Menanggapi hal tersebut, Kepala Kantor Pencarian dan Pertolongan Mataram, I Nyoman Sidakarya mengakui Basarnas Mataram memang saat ini tidak bisa bekerja sendirian. Terlebih dengan kondisi personel dan fasilitas yang terbatas. Sehingga kolaborasi dengan semua instansi terkait mutlak dibutuhkan.
“Apalagi wilayah kerja kami ini kan sampai Sumbawa dan Bima,” ujarnya, Kamis (11/07/2019) seperti dikutip dari rilis resminya.
Menurut Sidakarya kerja sama dengan instansi terkait sangat dibutuhkan. Dicontohkan ketika terjadi bencana gempa tahun lalu Basarnas Mataram sempat kesulitan mengevakuasi wisatawan yang ada di Gili Trawangan akibat kapasitas kapal evakuasi Basarnas Mataram memiliki kapasitas terbatas mengangkut wisatawan. Beruntung bantuan dari pihak terkait seperti ASDP, TNI Polri dan lain sebagainya bisa ikut mengevakuasi warga.
“Kami berencana akan mengajukan tambahan fasilitas untuk mendukung operasional Basarnas Mataram,” ujar Sidakarya.
Menambahkan hal tersebut Kepala Biro Hukum dan Kepegawaian Badan Nasional dan Pertolongan (Basarnas), Abdul Haris Achadi, menerangkan bahwa pengurangan risiko bencana di Indonesia secara umum memang masih sangat rendah.

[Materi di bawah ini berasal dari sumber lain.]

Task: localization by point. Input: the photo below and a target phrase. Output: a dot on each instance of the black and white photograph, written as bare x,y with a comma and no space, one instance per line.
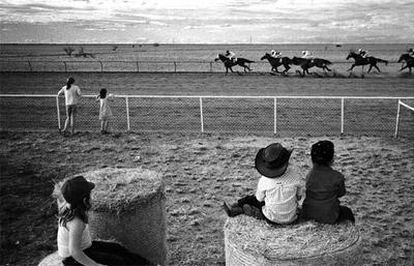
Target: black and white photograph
198,133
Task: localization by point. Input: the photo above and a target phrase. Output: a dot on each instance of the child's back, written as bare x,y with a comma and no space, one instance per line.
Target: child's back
324,187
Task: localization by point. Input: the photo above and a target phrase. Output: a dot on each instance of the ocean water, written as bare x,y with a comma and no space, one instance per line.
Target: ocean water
188,57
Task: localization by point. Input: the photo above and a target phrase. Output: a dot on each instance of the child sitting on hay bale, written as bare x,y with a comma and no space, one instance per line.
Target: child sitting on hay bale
280,189
323,188
75,246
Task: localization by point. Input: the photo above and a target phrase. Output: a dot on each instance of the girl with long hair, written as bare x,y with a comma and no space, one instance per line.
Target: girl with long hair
74,242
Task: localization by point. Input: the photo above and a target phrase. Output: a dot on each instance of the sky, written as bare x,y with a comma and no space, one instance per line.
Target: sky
206,21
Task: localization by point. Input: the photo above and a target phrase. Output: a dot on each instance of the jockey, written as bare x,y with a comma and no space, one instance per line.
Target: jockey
230,55
276,54
363,53
306,54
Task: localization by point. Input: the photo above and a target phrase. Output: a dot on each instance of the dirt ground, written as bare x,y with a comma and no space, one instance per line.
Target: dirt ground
200,171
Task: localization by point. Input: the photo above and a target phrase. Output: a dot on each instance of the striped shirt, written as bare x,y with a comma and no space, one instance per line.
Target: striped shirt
282,196
72,95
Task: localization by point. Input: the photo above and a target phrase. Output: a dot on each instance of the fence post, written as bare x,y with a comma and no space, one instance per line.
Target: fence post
397,120
30,66
127,109
275,115
58,111
342,114
201,115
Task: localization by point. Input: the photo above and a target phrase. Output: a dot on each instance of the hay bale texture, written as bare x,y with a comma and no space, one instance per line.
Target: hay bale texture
129,208
249,241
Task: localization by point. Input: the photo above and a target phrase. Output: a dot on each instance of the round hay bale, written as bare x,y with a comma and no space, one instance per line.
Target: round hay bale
249,241
129,208
52,260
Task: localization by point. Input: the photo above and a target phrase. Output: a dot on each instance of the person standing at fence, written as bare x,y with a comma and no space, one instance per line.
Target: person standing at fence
72,95
324,187
105,113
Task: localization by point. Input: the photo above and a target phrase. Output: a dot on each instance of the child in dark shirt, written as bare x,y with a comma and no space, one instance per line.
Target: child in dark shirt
324,187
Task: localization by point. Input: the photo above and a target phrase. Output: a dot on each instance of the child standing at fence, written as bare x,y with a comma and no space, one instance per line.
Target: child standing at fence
105,113
72,95
74,242
324,187
280,190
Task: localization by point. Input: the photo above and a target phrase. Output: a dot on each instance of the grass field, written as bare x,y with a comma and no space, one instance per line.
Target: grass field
294,116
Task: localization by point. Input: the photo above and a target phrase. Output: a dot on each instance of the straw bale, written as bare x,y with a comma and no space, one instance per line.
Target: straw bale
129,208
51,260
249,241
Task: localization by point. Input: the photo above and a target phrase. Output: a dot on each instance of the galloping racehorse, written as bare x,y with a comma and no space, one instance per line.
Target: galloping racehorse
228,64
361,61
306,63
409,62
277,62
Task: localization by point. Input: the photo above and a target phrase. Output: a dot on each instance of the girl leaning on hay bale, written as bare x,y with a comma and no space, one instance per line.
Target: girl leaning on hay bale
324,187
75,245
280,190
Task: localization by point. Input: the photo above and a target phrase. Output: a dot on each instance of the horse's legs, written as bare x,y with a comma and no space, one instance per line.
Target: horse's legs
404,68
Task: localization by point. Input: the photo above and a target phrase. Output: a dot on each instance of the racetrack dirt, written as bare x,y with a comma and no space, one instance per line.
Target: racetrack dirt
200,171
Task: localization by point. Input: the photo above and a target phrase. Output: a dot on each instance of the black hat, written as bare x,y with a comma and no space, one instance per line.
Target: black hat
273,160
75,189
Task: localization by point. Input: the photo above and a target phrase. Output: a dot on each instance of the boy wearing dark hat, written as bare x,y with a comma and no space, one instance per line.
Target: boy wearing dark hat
280,189
324,187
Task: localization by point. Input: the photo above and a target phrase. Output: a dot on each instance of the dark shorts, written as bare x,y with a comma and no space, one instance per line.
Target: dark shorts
109,253
71,109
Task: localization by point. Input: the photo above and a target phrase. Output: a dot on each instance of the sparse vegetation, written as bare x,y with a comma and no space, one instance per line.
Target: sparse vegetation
82,53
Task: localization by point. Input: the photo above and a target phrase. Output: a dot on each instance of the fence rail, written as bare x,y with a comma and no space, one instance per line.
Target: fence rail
282,115
142,66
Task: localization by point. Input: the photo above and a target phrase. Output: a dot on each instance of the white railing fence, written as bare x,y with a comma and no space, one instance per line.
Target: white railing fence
282,115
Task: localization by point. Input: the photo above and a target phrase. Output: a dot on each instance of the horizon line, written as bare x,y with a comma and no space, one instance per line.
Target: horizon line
167,43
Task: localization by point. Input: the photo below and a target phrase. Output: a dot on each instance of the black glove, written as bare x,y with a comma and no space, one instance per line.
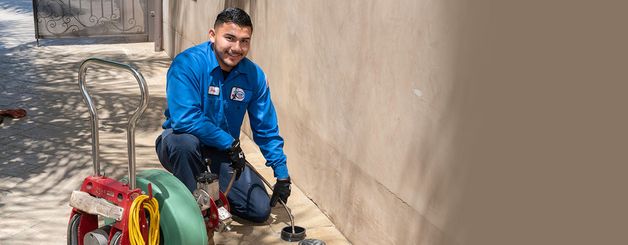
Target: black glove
281,191
237,158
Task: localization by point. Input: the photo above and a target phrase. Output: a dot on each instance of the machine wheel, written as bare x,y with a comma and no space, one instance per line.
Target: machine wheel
181,221
73,229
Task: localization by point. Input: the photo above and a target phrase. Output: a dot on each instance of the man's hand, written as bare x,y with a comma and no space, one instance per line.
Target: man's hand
237,158
281,191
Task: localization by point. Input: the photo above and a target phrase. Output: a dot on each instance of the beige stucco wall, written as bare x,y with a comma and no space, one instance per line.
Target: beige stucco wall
446,122
366,97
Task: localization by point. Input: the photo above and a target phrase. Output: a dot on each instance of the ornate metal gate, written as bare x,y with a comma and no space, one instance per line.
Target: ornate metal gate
91,18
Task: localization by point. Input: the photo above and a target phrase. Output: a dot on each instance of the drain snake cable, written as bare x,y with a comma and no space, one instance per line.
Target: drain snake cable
135,235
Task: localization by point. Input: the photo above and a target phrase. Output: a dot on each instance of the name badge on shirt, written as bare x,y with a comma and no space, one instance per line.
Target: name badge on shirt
213,90
237,94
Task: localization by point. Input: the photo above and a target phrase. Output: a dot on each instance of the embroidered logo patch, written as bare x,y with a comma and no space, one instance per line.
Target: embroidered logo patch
237,94
213,90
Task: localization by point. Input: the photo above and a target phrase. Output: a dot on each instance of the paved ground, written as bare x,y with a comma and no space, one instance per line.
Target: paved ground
46,155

Padahal upaya penyelamatan pascabencana terjadi itu dipatok berlangsung selama lima hari semetara operasi SAR dipatok sampai dengan tujuh hari.
“Menurut survei, orang yang terdampak bencana berpeluang masih hidup itu sampai hari ke lima,” ujar Abdul.
Karena itu, salah satu masalah yang dianggap menjadi penyebab kerancuan proses penyelamatan dan hasil adalah tata kelola lembaga pemerintahan terkait yang masih belum rapi. Abdul sendiri berharap untuk kedepannya ada tindakan percepatan respon dari tim terpadu kebencanaan.
Abdul menerangkan bahwa Basarnas Mataram, dengan kepemimpinan yang bagus, harusnya menerapkan sistem kolaboratif desentralisasi. Karena mau tidak mau harus diakui, bahwa Basarnas tidak bisa bekerja sendirian dalam menangani dampak kebencanaan yang terjadi.
Dalam penyelamatan atau evakuasi warga korban bencana, SAR tidak mengenal istilah sukses individu. Namun lebih pada kerja sama tim dengan semua stakeholder terkait. Apalagi warga yang terdampak berada di daerah. Sehingga sudah selayaknya peran daerah juga harus maksimal di lapangan.
Diterangkan Abdul bencana tidak bisa diprediksi. Sehingga jalan satu-satunya adalah memperkuat koordinasi dan kesiagaan pra bencana. Termasuk pemberdayaan masyarakat yang berkaitan dengan mitigasi.
“Sehingga respons yang bagus sebelum bencana kita harapkan bisa menekan risiko dampak bencana,” pungkas Abdul.